One key difference between OKRs and KPIs is the purpose behind the goal setting. KPI goals are typically achievable and denote the project or process output, while OKR goals are more aggressive and ambitious.

Regardless of the technique chosen, the bottom line is that the only way to improve the product is by measuring and reviewing its performance.

Sidenote – The "burning platform" effect

While attending a course related to business transformation using the cloud, I learned the importance of abiding by the technical revolutions through comparative case studies. This is relevant across the stages of the product development lifecycle of every product ever developed.

The "burning platform" effect requires organizations to take a leap of faith and jump from one paradigm to the next, time and again. Once the product roadmap is in place, and the objectives are met, innovation should never stop because technical revolutions are inevitable. Being relevant to the evolving technology is the best way for any product to stand the test of time.
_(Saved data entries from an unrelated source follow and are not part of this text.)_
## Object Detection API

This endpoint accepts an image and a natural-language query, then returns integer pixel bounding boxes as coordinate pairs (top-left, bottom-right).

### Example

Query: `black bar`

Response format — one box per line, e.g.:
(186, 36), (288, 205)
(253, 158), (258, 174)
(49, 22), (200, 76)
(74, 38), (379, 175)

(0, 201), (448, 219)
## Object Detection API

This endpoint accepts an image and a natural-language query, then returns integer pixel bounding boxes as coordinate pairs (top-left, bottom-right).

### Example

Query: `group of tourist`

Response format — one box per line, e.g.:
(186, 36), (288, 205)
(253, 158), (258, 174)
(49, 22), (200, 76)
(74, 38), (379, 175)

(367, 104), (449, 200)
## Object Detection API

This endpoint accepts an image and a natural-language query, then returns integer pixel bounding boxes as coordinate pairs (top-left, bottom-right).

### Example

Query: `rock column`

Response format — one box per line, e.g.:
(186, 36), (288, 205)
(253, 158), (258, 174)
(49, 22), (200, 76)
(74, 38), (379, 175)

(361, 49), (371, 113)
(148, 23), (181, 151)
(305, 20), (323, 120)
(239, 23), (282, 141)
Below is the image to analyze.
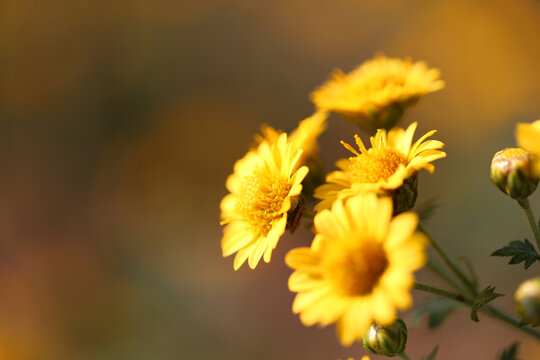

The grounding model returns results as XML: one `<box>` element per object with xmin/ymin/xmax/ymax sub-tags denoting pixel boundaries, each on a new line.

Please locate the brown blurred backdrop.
<box><xmin>2</xmin><ymin>0</ymin><xmax>540</xmax><ymax>359</ymax></box>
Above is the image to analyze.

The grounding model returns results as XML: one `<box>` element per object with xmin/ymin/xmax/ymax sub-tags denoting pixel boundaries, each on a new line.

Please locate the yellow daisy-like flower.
<box><xmin>311</xmin><ymin>54</ymin><xmax>444</xmax><ymax>132</ymax></box>
<box><xmin>516</xmin><ymin>119</ymin><xmax>540</xmax><ymax>176</ymax></box>
<box><xmin>286</xmin><ymin>194</ymin><xmax>426</xmax><ymax>346</ymax></box>
<box><xmin>314</xmin><ymin>122</ymin><xmax>445</xmax><ymax>211</ymax></box>
<box><xmin>221</xmin><ymin>133</ymin><xmax>308</xmax><ymax>270</ymax></box>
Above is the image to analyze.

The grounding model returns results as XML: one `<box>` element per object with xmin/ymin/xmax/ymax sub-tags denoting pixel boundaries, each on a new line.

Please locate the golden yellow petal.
<box><xmin>285</xmin><ymin>247</ymin><xmax>321</xmax><ymax>271</ymax></box>
<box><xmin>407</xmin><ymin>157</ymin><xmax>433</xmax><ymax>173</ymax></box>
<box><xmin>248</xmin><ymin>238</ymin><xmax>267</xmax><ymax>269</ymax></box>
<box><xmin>233</xmin><ymin>247</ymin><xmax>251</xmax><ymax>271</ymax></box>
<box><xmin>300</xmin><ymin>293</ymin><xmax>349</xmax><ymax>326</ymax></box>
<box><xmin>293</xmin><ymin>285</ymin><xmax>333</xmax><ymax>314</ymax></box>
<box><xmin>380</xmin><ymin>278</ymin><xmax>412</xmax><ymax>308</ymax></box>
<box><xmin>314</xmin><ymin>206</ymin><xmax>346</xmax><ymax>239</ymax></box>
<box><xmin>369</xmin><ymin>290</ymin><xmax>395</xmax><ymax>324</ymax></box>
<box><xmin>409</xmin><ymin>130</ymin><xmax>437</xmax><ymax>158</ymax></box>
<box><xmin>387</xmin><ymin>236</ymin><xmax>427</xmax><ymax>270</ymax></box>
<box><xmin>387</xmin><ymin>126</ymin><xmax>407</xmax><ymax>150</ymax></box>
<box><xmin>267</xmin><ymin>215</ymin><xmax>287</xmax><ymax>249</ymax></box>
<box><xmin>335</xmin><ymin>158</ymin><xmax>351</xmax><ymax>171</ymax></box>
<box><xmin>338</xmin><ymin>300</ymin><xmax>371</xmax><ymax>346</ymax></box>
<box><xmin>385</xmin><ymin>212</ymin><xmax>419</xmax><ymax>248</ymax></box>
<box><xmin>221</xmin><ymin>222</ymin><xmax>255</xmax><ymax>257</ymax></box>
<box><xmin>326</xmin><ymin>171</ymin><xmax>353</xmax><ymax>186</ymax></box>
<box><xmin>517</xmin><ymin>120</ymin><xmax>540</xmax><ymax>154</ymax></box>
<box><xmin>219</xmin><ymin>194</ymin><xmax>238</xmax><ymax>219</ymax></box>
<box><xmin>381</xmin><ymin>165</ymin><xmax>407</xmax><ymax>190</ymax></box>
<box><xmin>291</xmin><ymin>165</ymin><xmax>309</xmax><ymax>189</ymax></box>
<box><xmin>400</xmin><ymin>122</ymin><xmax>418</xmax><ymax>154</ymax></box>
<box><xmin>288</xmin><ymin>272</ymin><xmax>322</xmax><ymax>292</ymax></box>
Nintendo is one such example of a company that jumped off the burning platform. It has been creating games since 1889, when it started with traditional Japanese playing cards. From there, it has consistently taken up the technology from each era to evolve its business and become one of the leaders in gaming. Yet it doesn't dwell on these successes and instead revolutionized mobile gaming with Pokémon GO before launching the first cloud console with the Switch in 2017. It is a classic example of an organization shifting its paradigm from one platform to the next and consistently expanding its market when most of its competitors were fading out.

The opposite example is the Encyclopedia. Companies that sold encyclopedias focused on how to print and sell a specific type of books; leather-covered volumes in the finest libraries and the few happy scholars who could afford them. They became obsessed with the books and lost sight of the initial mission: to share human knowledge via any medium. And then, every new technology became a threat to them, starting with the CD-ROMs.

Nintendo and Encyclopedias were both incepted from the printing era, with traditional playing cards and books. Yet, they didn't react to their burning platform in the same way and have had very different outcomes in the past decades.

Conclusion

Effective product managers focus on the outcomes, not outputs.

In her book "Escaping the Build Trap," product management expert Melissa Perri explains that many organizations get stuck in a flawed strategy of building a product for revenue generation where the team is focused more on producing a finished product (the output) than on whether that product will find a profitable market (the outcome). This is the build trap.

Effective product managers take the time to work with their user personas, understand their grievances, think of solutions while staying ahead of their competitors. Product management is not about marketing and sales, customer success, and customer support. Albeit each of these teams have their specific responsibilities related to a product. The product manager assists the teams in fulfilling their responsibilities. However, product management is the practice of prioritizing and making product-related decisions, evangelizing problem-solving across the organization, providing value to the customers, and supporting stakeholders to ensure success.

There is no silver bullet for drafting the best strategy. However, product vision, current market analysis, product roadmap, setting goals are the puzzle pieces. Measuring them and a dedicated team for ongoing research is some common denominators while chalking out an effective strategy for a product.